Kuni will also lead a roundtable at the conference on strengthening the ties between nations through comprehensive security. He wants to further the discussion on how the Japan-America Security Alliance should work, not only from the military perspective, but also from non-traditional angles, including environmental security issues.
As a first-year student at SJU, Kuni’s potential for leadership drew attention. Yuko Shibata, assistant professor of modern and classical languages, and Rachel Sherman Johnson, coordinator of Asian studies, advised Kuni to apply for the 2010 JASC conference. Sarah Pruett, English as a Second Language coordinator, and Dave Bennetts, professor of history, supported Kuni with letters, since the JASC application process was rigorous and competitive.
In Sarah’s letter, she commented on Kuni’s skill as a debater. “Kunihiro has a valuable ability which many students his age lack: he can vigorously discuss and debate issues, including controversial issues, and he can challenge and disagree with his classmates in a way that does not hurt or offend. For this reason, he is a great catalyst for lively class discussions.”

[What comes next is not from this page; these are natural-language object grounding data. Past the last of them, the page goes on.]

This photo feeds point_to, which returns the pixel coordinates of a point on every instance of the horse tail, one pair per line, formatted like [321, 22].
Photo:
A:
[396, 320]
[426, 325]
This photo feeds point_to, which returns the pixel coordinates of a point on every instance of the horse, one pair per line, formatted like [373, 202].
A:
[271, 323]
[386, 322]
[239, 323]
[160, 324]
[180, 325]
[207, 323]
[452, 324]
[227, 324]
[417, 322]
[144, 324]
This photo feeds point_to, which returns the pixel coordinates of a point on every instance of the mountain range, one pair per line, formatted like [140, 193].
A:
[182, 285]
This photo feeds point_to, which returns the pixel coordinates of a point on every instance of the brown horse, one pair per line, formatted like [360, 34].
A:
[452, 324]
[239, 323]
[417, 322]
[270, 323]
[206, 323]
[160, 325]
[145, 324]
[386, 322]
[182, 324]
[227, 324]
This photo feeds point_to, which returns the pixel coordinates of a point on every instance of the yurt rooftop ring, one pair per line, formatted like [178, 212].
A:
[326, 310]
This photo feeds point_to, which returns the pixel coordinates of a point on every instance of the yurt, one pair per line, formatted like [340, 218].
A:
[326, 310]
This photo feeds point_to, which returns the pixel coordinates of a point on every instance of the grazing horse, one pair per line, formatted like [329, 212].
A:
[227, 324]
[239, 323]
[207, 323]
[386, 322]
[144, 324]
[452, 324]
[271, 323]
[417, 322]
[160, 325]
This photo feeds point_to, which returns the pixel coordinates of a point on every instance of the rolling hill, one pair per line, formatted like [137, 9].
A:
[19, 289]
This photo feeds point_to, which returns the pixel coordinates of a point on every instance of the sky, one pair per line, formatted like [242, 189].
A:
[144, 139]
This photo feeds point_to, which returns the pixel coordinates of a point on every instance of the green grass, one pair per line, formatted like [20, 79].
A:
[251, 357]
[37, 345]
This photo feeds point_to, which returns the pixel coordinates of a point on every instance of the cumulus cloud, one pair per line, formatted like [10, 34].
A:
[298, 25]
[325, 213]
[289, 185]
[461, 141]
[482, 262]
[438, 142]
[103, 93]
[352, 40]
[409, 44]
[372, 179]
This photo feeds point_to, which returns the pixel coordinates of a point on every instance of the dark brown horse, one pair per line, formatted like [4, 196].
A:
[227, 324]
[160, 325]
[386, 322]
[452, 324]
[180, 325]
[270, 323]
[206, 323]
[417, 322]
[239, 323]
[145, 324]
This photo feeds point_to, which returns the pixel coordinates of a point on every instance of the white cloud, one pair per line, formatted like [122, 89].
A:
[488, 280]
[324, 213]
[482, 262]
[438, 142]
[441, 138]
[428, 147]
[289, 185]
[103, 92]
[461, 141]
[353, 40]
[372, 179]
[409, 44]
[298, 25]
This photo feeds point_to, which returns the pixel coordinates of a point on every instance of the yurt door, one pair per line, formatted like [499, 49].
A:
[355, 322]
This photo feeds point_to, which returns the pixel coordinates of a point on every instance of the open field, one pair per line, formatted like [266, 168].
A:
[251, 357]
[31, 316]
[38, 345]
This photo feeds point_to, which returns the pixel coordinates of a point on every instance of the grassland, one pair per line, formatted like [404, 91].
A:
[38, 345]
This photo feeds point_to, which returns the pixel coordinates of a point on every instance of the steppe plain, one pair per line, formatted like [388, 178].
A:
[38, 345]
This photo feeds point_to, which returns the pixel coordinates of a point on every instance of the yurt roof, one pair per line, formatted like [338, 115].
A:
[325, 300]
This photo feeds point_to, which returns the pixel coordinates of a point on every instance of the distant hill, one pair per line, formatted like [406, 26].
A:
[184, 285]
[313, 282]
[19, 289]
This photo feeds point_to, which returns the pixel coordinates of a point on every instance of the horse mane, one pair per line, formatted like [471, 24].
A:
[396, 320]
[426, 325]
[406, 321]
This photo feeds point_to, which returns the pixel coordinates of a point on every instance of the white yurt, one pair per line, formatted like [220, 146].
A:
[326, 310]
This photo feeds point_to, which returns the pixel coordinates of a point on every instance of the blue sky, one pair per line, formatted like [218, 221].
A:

Dave commented in his recommendation on Kuni’s leadership. “He is very respected by his peers – American and international students alike. He is already a campus leader and participant in a variety of campus lives.”
Kuni is currently a resident assistant in St. Mary Hall and a member of Asia Club, International Affairs Club and Model UN. He also helps the CSB/SJU International Admissions Committee by corresponding with Japanese applicants. Kuni would like to attend graduate school at Georgetown University for international relations after he has completed his undergraduate work at SJU.
“I foresee him going into diplomacy or some kind of international relations at a high level – and the contacts he is making through JASC make that even more likely,” Sarah said.